Bitfarms has ruled out any major Bitcoin miner purchases for 2025 or 2026, joining a growing list of public mining firms dialing back hashrate expansion in response to shifting market dynamics.
In its April production update, the Toronto-based miner noted it will meet this year’s growth targets using previously acquired machines. Instead of pursuing new hardware, Bitfarms plans to prioritize growth in high-performance computing (HPC) and the expansion of its energy infrastructure—particularly in the United States.
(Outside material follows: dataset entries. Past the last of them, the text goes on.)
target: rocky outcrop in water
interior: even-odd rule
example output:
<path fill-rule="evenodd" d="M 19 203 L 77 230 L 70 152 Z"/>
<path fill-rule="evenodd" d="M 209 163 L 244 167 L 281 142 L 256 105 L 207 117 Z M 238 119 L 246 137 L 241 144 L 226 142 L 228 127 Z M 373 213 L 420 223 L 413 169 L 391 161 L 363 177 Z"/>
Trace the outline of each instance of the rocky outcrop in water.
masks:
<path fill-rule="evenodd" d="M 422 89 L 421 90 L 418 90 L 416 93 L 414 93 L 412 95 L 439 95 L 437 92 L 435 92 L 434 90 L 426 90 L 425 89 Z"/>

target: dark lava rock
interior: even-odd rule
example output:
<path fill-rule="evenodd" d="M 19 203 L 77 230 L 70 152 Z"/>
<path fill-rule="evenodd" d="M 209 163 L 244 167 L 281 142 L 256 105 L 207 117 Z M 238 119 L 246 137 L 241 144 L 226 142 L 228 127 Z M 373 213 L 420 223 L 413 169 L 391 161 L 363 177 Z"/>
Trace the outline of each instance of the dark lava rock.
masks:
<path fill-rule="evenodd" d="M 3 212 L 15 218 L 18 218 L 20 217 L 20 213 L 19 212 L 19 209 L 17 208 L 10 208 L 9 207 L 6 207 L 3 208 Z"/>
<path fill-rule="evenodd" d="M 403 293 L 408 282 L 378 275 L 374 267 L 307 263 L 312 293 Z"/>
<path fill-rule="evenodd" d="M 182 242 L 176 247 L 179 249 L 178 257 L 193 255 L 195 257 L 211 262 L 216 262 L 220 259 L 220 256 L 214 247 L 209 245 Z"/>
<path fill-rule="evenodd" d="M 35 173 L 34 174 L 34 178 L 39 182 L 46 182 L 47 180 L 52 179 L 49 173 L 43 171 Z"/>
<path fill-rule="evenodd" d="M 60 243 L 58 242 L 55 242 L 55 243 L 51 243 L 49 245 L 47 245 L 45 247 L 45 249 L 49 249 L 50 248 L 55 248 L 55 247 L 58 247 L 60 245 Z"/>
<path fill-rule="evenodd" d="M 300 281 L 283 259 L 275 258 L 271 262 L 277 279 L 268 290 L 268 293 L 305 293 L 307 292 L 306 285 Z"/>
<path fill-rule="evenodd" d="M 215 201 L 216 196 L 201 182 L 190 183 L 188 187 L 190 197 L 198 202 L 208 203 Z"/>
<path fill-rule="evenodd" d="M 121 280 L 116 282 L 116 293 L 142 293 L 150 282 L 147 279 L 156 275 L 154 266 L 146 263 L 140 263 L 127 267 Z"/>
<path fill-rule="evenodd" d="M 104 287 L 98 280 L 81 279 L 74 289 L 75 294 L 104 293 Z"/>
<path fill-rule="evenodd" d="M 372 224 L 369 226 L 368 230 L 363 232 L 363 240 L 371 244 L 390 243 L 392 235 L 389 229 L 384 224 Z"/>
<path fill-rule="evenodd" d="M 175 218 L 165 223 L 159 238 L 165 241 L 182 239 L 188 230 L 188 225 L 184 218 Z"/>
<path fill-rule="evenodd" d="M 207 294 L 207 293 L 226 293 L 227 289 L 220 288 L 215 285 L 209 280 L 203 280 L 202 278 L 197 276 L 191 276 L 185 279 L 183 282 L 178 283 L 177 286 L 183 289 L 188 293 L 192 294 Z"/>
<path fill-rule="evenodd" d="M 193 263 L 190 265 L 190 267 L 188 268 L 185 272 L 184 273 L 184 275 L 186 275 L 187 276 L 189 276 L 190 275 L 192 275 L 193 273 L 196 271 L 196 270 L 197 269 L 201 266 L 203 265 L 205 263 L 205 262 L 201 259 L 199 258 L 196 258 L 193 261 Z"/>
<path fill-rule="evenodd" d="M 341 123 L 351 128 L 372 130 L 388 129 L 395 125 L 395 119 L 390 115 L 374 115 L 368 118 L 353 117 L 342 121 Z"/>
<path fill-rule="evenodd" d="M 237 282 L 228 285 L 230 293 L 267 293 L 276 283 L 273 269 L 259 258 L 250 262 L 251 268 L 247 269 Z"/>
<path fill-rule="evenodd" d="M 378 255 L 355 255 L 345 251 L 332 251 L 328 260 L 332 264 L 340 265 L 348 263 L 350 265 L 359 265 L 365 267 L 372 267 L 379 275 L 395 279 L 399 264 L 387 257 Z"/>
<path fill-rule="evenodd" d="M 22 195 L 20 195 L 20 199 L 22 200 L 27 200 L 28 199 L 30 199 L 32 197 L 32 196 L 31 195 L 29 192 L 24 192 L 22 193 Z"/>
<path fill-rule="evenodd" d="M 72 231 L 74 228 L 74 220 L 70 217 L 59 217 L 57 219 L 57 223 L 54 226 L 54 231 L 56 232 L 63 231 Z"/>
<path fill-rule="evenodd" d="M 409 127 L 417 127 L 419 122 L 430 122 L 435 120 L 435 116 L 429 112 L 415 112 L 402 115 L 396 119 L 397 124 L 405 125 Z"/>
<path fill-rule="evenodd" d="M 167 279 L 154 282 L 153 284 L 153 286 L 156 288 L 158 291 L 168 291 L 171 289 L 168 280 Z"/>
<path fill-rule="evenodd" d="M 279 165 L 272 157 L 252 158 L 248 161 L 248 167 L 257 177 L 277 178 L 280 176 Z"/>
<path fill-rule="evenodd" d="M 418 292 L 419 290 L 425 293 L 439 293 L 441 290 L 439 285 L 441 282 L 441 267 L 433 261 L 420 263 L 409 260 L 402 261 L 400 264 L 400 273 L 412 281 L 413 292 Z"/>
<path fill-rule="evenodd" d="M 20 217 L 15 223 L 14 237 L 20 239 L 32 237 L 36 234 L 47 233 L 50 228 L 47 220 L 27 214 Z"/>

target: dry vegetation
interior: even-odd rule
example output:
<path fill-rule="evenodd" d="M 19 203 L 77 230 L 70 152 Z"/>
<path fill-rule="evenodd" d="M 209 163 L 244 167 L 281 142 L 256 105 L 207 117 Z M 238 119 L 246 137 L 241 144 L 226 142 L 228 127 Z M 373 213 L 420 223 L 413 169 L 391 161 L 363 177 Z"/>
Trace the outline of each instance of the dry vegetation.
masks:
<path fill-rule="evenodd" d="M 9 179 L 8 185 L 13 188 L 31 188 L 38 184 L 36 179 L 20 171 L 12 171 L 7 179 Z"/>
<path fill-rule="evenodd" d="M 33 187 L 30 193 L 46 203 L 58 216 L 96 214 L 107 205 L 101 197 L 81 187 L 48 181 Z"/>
“Our Bitcoin business is strong, and we remain bullish on mining economics with our newly upgraded mining fleet,” said CEO Ben Gagnon. “We have no need nor plans for a large miner purchase in 2025 or 2026, enabling us to focus our efforts on developing U.S. energy and HPC infrastructure, which we believe will create lasting shareholder value.”
The company’s comments echo similar signals from Riot Platforms and Iris Energy, both of which have recently deprioritized near-term hashrate growth in favor of capital investment in U.S. infrastructure and compute diversification, including AI workloads. The shift marks a departure from the aggressive hashrate accumulation that characterized the pre-halving cycle.
As part of its HPC pivot, Bitfarms also secured a $300 million loan facility in April from infrastructure investor Macquarie Group. Bitfarms said the capital will be dedicated exclusively to developing HPC data center infrastructure at its Panther Creek facility, acquired earlier this year through the merger with Stronghold Digital.
In April, Bitfarms mined 268 BTC with a realized hashrate of 17 EH/s, or roughly 87% of its installed 19.5 EH/s capacity. It sold 403 BTC—about 150% of its monthly production—to cover operational and capital expenditures.